De este modo las potencialidades positivas contenidas en la automatización y robotización de los procesos productivos esenciales (y en la generalización de la instrucción que se deriva de la liberación de fuerza de trabajo humana) han quedado bloqueadas, y aun separadas, por la aparición de nuevas alienaciones. La miseria psíquica resultante de la conversión del desempleo en fenómeno estructural en crecimiento, así como de la manipulación del ocio, se añade ahora a la permanencia de las viejas alienaciones en la mayoría de los continentes. En suma: la indefensión y la impotencia frente al poder se ven momentáneamente reforzadas por el rechazo voluntario del compromiso colectivo; el cinismo excedente supera en el mundo de los ricos la esperada conciencia excedente que preconizaban Richta y Bahro en la década de los setenta.

Formas evidentes de este rechazo del compromiso activo con los desheredados de la tierra y de aquel cinismo excedente son los nuevos etnocentrismos que ahora arraigan en el americanismo y en lo que Borges llamaba las «japonecedades». El positivo relativismo cultural que reemplazó al eurocentrismo de los colonizadores de los años cincuenta y sesenta, justo cuando muchos pueblos americanos, africanos y asiáticos luchaban por su independencia, ha sido seguido, en la última década, por un nuevo centralismo primero encubierto y luego, finalmente, formulado sin ambages; de tal manera que hoy en día se sigue empleando una distinta vara de medir y valorar lo que pasa en el Norte y lo que pasa en el Sur de nuestro mundo, y ello en función de intereses y categorías que siguen siendo los de la cultura euroamericana. El comportamiento de la mayoría de los gobiernos que integran las Naciones Unidas ante la crisis del golfo Pérsico es significativo de lo que se nos viene encima. Pero no es este el único dato que revela la existencia de una laceración cultural muy profunda: ya antes de que se produjera la crisis del golfo Pérsico el racismo y la xenofobia estaban invadiendo las principales capitales europeas.

Se puede decir, por tanto, que la mundialización de la economía capitalista ha frenado momentáneamente el proceso de configuración de una nueva izquierda transformada y emancipadora en Europa.
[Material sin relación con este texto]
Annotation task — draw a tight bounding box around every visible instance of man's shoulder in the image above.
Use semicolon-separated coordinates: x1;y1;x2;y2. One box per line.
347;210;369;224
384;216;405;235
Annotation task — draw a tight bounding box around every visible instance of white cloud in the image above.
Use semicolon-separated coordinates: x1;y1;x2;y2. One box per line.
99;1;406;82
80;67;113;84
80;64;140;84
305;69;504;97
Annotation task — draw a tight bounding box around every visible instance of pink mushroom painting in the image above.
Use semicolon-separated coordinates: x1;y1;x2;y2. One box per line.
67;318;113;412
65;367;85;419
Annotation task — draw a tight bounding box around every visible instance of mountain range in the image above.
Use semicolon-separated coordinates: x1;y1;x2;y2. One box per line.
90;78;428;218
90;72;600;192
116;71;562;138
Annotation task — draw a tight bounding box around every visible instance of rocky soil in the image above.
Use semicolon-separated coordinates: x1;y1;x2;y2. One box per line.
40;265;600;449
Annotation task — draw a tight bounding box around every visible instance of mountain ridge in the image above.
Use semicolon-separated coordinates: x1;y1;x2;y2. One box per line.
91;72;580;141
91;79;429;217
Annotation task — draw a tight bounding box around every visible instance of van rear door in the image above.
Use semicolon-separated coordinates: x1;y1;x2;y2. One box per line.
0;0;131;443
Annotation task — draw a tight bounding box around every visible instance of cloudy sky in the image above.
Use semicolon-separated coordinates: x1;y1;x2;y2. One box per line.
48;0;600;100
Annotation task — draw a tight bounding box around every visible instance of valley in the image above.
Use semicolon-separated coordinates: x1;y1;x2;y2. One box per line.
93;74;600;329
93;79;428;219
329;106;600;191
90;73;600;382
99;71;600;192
Pues, al dar lugar a la aparición de un ejército mundial de reserva y a enormes diferencias económicas y demográficas regionales, está impulsando corrientes migratorias intercontinentales como no se habían visto desde hace mucho tiempo, y estas contribuyen, a su vez, a cambiar de forma muy notable el comportamiento de sectores importantes de las clases trabajadoras europeas. Es por ahí por donde empieza a verse el límite del sistema, como han denunciado con precisión los ecopacifistas de la última década: el capitalismo no puede seguir valorizando el trabajo humano y, en última instancia, tiende a prescindir del hombre mismo al sustituirlo por robots; el capitalismo no puede sostener ya el ritmo civilizatorio expansivo de los tres últimos siglos al chocar con los límites naturales de mantenimiento de la vida sobre el planeta y, en última instancia, no tiene otras soluciones que la guerra y el salto a la colonización del cosmos. Pero, por el momento, los cambios que comportan el proceso de mundialización y la desvalorización del trabajo humano son vistos por los trabajadores de los países privilegiados como una amenaza y por los parias de los países pobres como una imposición externa. De ahí que el choque cultural y los sentimientos nacionalistas hayan pasado a primer plano en estos años. Con el aumento de espíritu xenófobo y con la extensión del racismo se introduce otro factor de división entre los nuevos y los viejos sujetos de la emancipación, otro elemento de división que se superpone a la fragmentación y a la segmentación que conllevan la nueva división internacional del trabajo y la reorganización en curso de los procesos productivos.